Transição incerta começa após queda da ditadura na Síria

SÃO PAULO, SP (FOLHAPRESS) – O primeiro dia da Síria após a queda da ditadura de Bashar al-Assad foi marcado pelo início de uma promissora transição política, mas também por tensões renovadas e incertezas inerentes à complexa a uma nova realidade que emergiu de meros 12 dias de campanha militar.

 

Nesta segunda (9), o premiê do regime deposto, Mohammed Jalali, aceitou transferir o controle da administração para o chamado Governo de Salvação -uma federação de grupos oposicionistas liderada pela radical islâmica HTS (Organização para a Libertação do Levante) que controlava Iblid, no norte do país.

As tropas da HTS lideraram o assalto que tomou em sequência todas as mais importantes cidades sírias: Aleppo, Hama e Homs, antes de chegar a Damasco -de onde Assad, no poder desde 2000 e enfrentando guerra civil iniciada 11 anos depois, fugiu para Moscou no domingo.

Em outra sinalização positiva, os rebeldes postaram no Telegram que as Forças Armadas de Assad terão anistia completa, algo difícil de acreditar dada a amarga violência que marcou os anos do conflito no país.

Mesmo a promessa de transição precisa ser lida com cautela: o líder da HTS, que retomou seu nome real Ahmed al-Sharaa, diz que vai partilhar poder, mas não deu nenhuma pista de como isso será feito e como serão tratados os curdos, importante minoria que controla um bom pedaço do nordeste sírio e tratada como terrorista pela Turquia.

Uma evidência da tentativa de acomodação foi dada no começo da noite, com o relato de que um acordo entre Ancara, que patrocinou a HTS e outros rebeldes no avanço final contra Assad, e Washington acerca da desocupação por parte dos curdos apoiados pelos EUA da cidade de Manbij (norte).

A situação, contudo, segue fluida.

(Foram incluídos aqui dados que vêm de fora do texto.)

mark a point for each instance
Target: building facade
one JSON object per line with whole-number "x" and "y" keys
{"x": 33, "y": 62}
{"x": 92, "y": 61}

Israel não esperou declarações e, temendo que mísseis balísticos e armas químicas caiam nas mãos de jihadistas a poucos quilômetros de suas fronteiras, iniciou uma campanha aérea já no domingo.

Ela se expandiu com mais ataques nesta segunda e com a invasão da zona desmilitarizada junto à fronteira entre a Síria e as Colinas de Golã, que os israelenses anexaram do vizinho em 1967. Tel Aviv diz que é apenas um movimento preventivo, mas há relato de que a Rússia cedeu a Israel dois postos na região também.

Moscou, maior derrotada depois do Irã pela queda do aliado, seguiu com um tom pragmático, afirmando que ainda não é hora de negociar, mas que quer conversar com o novo governo acerca do destino de seus ativos militares na região, resquício da intervenção que salvou Assad em 2015.

A base aérea de Hmeimim e o porto de Tartus têm grande valor estratégico para Vladimir Putin, e segundo redes árabes há a promessa dos rebeldes de manter o arrendamento de 49 anos dado aos russos por Assad dos locais em 2017.

Segundo as agências de notícias, em Damasco o clima prevalente foi de calma nesta segunda. Os moradores foram normalmente às ruas, embora houvesse muitas lojas fechadas. O Banco Central emitiu nota dizendo que o dinheiro de correntistas estava a salvo.

Os bancos irão reabrir nesta terça (10), assim como a maior parte dos escritórios. Vários prédios do governo, contudo, foram saqueados ou depredados, incluindo o palácio presidencial de Assad.

A transição, segundo Jalali, pode durar dias. Ele encontrou-se na madrugada com Al-Sharaa, que era conhecido pelo nome de guerra Abu Mohammed al-Golani, e com o vice-presidente do antigo regime, Faisal Mekdad.

A queda de Assad pôs fim a quase 54 anos de dinastia familiar, inaugurada por seu pai, Hafez. Ambos foram líderes seculares com ideias modernizantes, representando contudo uma minoria religiosa no país, os alauitas.

Ao lado do progresso esposado por eles vinha a brutalidade ímpar com adversários. Com os protestos contra seu governo em 2011, Assad pesou a mão e entrou em uma guerra civil que matou talvez 500 mil pessoas e deslocou mais de 12 milhões, segundo a ONU.

Muitos dos que deixaram o país já fazem as contas para voltar para casa. Havia filas na fronteira do país com a Turquia nesta segunda, e governos como o da Alemanha já paralisaram a análise de novos pedidos de refúgio.